4. People using the cell phone while driving and not using a hands-free headset. This one is a no-brainer, but I'm cut off without a blinker daily by these people. I won't belabor the point anymore, but I can assure you, driving while trying to carry on a conversation with Muffy in the middle of Friday traffic isn't good for posterity. I've read many news stories where wrecks (even fatal ones) have been caused by cell phones. You can break all the other rules I have set forth above while driving in the car. Be as annoying and loud as you want in your own car, but please, BUY A HEADSET or at least use the speakerphone that you just can't live without while in public. Chat until your tongue hurts, but goddamnit, keep your hands free and your brain and eyes on the road.

Let's review.

7 Simple Rules for Using a Cell Phone
1. Don't be loud.
2. Don't use the speakerphone.
3. Toss any Nextel phone you have out the nearest window immediately.
4. Do not conduct important business in the real world with anyone while talking on a cell phone.
5. Ditch the goofy ringers. And turn them down.
6. If you're going to take a cell phone call in the middle of a bunch of people, be courteous enough to step away to take the call and talk at a reasonable level, that being one where I CAN'T MAKE OUT WHAT YOU'RE SAYING.
7. If you're going to talk and drive, use a headset or use the speakerphone for what it is meant for.
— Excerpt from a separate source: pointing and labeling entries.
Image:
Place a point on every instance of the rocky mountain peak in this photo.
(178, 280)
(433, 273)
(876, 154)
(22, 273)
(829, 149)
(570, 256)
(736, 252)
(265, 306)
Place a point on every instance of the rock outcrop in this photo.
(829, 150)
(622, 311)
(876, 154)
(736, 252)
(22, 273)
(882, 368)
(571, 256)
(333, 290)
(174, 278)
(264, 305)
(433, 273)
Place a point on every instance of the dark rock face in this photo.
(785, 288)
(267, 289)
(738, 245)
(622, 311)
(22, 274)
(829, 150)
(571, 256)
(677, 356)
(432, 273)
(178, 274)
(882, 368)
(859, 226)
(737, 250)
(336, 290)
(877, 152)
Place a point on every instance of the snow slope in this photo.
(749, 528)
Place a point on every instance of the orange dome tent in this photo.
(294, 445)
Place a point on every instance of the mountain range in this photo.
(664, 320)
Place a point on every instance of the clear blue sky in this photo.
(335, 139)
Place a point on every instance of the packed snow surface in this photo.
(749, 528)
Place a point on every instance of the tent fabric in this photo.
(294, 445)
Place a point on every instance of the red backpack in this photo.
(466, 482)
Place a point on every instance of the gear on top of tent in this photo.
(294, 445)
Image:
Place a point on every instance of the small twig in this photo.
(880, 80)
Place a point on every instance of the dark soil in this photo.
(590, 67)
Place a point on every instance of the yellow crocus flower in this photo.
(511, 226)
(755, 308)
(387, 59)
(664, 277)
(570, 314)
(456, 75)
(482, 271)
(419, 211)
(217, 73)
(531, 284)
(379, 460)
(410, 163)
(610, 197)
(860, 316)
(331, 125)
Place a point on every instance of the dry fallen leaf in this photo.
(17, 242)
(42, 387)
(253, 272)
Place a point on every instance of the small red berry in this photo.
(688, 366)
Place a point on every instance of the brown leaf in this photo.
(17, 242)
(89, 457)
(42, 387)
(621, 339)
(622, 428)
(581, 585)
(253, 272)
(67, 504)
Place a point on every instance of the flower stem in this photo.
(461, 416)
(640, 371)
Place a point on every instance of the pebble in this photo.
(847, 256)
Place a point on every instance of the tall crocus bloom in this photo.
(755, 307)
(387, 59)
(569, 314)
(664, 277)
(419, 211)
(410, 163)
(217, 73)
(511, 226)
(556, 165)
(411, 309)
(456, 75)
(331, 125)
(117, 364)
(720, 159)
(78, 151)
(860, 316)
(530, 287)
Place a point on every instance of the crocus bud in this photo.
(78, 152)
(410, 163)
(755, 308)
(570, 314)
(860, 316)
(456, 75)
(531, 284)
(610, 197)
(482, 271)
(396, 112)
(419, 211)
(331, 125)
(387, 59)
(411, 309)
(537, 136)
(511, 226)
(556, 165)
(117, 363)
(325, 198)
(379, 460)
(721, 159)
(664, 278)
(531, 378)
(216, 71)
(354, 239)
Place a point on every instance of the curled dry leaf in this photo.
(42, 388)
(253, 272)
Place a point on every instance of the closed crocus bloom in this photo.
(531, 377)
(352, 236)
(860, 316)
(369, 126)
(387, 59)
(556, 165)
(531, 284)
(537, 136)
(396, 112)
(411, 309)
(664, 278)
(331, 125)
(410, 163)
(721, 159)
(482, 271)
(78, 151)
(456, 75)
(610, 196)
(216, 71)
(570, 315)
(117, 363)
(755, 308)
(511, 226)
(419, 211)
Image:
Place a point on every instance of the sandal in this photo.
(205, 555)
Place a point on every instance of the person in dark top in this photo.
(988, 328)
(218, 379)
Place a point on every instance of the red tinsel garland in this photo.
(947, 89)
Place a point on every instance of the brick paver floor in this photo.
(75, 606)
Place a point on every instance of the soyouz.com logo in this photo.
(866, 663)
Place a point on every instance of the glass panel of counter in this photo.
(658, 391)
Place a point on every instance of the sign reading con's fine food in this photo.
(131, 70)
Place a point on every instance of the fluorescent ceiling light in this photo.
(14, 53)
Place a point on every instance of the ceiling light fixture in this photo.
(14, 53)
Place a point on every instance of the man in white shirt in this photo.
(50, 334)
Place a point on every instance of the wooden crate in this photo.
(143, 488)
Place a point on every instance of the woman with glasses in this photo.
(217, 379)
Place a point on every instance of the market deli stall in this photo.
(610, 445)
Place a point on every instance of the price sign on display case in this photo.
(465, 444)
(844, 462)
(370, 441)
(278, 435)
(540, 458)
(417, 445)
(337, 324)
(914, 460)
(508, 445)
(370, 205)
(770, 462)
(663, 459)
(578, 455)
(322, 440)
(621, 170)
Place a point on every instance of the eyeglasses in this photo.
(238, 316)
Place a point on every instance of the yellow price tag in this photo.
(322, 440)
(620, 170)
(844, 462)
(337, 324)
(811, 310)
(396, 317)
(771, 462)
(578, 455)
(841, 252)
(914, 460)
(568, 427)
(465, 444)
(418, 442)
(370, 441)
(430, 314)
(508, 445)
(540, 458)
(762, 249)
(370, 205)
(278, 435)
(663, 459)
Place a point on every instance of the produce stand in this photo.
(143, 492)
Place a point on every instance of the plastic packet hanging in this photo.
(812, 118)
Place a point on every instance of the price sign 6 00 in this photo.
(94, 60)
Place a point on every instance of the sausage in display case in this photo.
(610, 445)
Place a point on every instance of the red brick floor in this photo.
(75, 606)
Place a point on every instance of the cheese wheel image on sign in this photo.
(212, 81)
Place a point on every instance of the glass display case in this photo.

For anyone wondering why this seemingly mild social injustice bothers me so much...well, I'll tell you why. I subscribe to the Henry Rollins school of thought that our lives are short. The more time that other people waste for me is less time that I have for myself. If you are causing me to shift my train of thought over to whatever you're doing, you're causing a problem and wasting my time. I can ignore pretty much everything else except sound. If you're an uncomely human being or if there is an advertisement that just begs my attention, I can just ignore it. But if it's sound, I can't ignore it. It's coming into my bubble and I have no control over it. If it's a conversation with another human being, I can't not listen. I've had eavesdropping wired into my system from birth. If someone is talking, I have to listen, even if it is just listening and not hearing. (Another good argument for buying an iPod to use while in public places...I often use mine at the grocery store.) That, and I like my piece of mind. When someone around me is talking loudly, it grates on my nerves. You are invading my brain and I don't like it! Get out! Ok people...I know that going out in the world basically means that you accept certain social problems as a part of daily life. That's fine. I get that. But there is a line and I'm drawing it.

Well that's it. I finally got through my rant and somehow I feel cleansed, but I know tomorrow brings another day of annoying cell phone users. I have already cut out the SHHH! cards and I plan on handing them out to random rude people as I'm out and about. If I actually do run across someone who is rude enough to provoke me to give them one of the SHHH cards, you will hear about it here. Happy talking.